# 🎨 AugMix#

Computer Vision

For each data sample, AugMix creates an augmentation chain by sampling depth image augmentations from a set (e.g. translation, shear, contrast). It then applies these augmentations sequentially with randomly sampled intensity. This is repeated width times in parallel to create width different augmented images. The augmented images are then combined via a random convex combination to yield a single augmented image, which is in turn combined via a random convex combination sampled from a Beta(alpha, alpha) distribution with the original image. Training in this fashion regularizes the network and can improve generalization performance.

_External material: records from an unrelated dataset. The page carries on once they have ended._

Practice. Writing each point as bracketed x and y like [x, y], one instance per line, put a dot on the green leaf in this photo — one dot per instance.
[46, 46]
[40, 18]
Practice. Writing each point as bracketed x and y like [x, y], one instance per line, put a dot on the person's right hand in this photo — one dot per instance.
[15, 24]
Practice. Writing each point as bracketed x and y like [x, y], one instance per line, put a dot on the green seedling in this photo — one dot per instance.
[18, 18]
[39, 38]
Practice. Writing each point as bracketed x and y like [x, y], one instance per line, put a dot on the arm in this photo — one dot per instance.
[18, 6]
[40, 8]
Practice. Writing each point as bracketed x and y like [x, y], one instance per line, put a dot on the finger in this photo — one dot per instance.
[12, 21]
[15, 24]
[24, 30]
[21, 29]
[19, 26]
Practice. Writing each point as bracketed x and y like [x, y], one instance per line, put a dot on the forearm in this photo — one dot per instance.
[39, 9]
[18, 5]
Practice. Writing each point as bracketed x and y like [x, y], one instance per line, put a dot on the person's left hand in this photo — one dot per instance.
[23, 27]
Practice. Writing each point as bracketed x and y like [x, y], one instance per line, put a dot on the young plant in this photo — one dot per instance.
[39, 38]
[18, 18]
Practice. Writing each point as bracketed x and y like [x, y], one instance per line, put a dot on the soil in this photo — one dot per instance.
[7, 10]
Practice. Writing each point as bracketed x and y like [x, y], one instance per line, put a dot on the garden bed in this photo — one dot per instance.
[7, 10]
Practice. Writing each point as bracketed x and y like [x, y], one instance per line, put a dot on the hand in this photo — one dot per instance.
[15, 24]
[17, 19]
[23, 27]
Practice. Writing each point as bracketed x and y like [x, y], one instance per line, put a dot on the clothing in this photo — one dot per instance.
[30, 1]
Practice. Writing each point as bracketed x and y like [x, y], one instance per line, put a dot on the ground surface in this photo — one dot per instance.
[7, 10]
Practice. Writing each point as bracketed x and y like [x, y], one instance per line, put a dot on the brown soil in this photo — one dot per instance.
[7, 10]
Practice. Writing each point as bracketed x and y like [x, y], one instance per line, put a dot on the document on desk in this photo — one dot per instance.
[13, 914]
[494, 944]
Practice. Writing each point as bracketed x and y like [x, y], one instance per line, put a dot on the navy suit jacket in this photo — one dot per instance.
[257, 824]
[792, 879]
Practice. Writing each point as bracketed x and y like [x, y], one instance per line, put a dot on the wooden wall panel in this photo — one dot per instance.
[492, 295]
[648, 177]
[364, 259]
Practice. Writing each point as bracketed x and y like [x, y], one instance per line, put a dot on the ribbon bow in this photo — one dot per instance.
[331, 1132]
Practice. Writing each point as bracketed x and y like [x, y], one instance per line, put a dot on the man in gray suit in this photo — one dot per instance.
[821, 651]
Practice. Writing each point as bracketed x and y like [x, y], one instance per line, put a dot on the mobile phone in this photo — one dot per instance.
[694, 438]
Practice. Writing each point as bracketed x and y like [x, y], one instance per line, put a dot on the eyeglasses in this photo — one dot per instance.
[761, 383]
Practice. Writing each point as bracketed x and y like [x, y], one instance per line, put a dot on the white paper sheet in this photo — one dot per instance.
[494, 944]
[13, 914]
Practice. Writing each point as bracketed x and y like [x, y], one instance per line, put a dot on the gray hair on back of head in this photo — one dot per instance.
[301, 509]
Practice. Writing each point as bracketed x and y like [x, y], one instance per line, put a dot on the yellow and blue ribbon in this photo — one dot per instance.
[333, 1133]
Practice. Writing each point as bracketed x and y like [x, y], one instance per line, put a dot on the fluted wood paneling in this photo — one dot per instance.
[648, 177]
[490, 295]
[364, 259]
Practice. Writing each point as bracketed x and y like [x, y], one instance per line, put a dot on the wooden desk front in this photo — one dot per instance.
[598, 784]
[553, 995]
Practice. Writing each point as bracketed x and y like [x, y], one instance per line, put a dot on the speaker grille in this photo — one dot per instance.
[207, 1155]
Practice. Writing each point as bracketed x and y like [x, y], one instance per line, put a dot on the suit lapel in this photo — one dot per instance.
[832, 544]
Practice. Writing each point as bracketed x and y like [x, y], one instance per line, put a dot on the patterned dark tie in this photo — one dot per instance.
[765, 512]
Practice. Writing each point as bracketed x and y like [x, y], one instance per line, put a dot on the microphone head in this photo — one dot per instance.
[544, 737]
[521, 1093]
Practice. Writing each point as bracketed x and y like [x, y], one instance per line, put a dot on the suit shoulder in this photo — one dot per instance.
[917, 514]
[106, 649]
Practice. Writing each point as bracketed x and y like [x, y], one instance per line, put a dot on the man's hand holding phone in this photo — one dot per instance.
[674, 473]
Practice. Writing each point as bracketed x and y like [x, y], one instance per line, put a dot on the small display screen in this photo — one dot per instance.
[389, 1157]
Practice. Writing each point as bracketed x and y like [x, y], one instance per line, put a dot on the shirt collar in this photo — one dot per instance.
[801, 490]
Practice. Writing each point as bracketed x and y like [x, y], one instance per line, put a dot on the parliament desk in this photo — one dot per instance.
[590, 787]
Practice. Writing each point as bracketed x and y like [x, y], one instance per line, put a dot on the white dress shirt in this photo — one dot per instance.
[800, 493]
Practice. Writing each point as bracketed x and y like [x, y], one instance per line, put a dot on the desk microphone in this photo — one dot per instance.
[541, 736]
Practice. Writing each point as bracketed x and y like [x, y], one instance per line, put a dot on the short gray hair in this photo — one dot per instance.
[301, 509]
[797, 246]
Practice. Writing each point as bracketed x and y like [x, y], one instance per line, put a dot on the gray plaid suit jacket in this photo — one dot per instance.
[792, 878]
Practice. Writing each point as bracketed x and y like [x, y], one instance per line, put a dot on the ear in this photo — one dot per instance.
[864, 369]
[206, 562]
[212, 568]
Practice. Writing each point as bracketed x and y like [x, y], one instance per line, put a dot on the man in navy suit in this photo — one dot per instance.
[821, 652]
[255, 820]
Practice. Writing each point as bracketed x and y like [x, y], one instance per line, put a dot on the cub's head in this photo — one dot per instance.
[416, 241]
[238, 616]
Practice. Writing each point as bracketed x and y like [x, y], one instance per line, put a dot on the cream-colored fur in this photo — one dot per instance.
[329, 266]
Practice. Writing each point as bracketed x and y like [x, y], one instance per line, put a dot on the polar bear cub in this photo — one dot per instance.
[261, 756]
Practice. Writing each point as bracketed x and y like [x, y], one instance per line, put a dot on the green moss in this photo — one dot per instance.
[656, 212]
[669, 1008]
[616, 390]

An image of a turtle that undergoes three different augmentation chains is pieced together using a convex combination and combined with the original image. Figure 4 from Hendrycks et al. (2020).

## How to Use#

### Functional Interface#

# Run augmix on the image to produce a new augmixed image

from typing import Union

import torch
from PIL.Image import Image as PillowImage

import composer.functional as cf
from composer.algorithms.utils import augmentation_sets

def augmix_image(image: Union[PillowImage, torch.Tensor]):
augmixed_image = cf.augmix_image(
img=image,
severity=3,
width=3,
depth=-1,
alpha=1.0,
augmentation_set=augmentation_sets["all"]
)
return augmixed_image


### Torchvision Transform#

# Create a callable for AugmentAndMix which can be composed with other image augmentations

import torchvision.transforms as transforms
from torchvision.datasets.vision import VisionDataset

from composer.algorithms.augmix import AugmentAndMixTransform

augmix_transform = AugmentAndMixTransform(severity=3,
width=3,
depth=-1,
alpha=1.0,
augmentation_set="all")
composed = transforms.Compose([augmix_transform, transforms.RandomHorizontalFlip()])
dataset = VisionDataset(data_path, transform=composed)


### Composer Trainer#

# Instantiate the algorithm and pass it into the Trainer
# The trainer will automatically run it at the appropriate points in the training loop

from composer.algorithms import AugMix
from composer.trainer import Trainer

augmix_algorithm = AugMix(severity=3,
width=3,
depth=-1,
alpha=1.0,
augmentation_set="all")

trainer = Trainer(
model=model,
max_duration="1ep",
algorithms=[augmix_algorithm],
optimizers=[optimizer]
)

trainer.fit()


### Implementation Details#

AugMix leverages torchvision.transforms to add a transformation to the dataset which will be applied per image on the CPU. The transformation takes in a PIL.Image and outputs a PIL.Image with AugMix applied.

The functional form of AugMix (augmix_image()) requires AugMix hyperparameters when it is called.

The Torchvision transform form of AugMix (AugmentAndMixTransform) is composable with other dataset transformations via torchvision.transforms.Compose.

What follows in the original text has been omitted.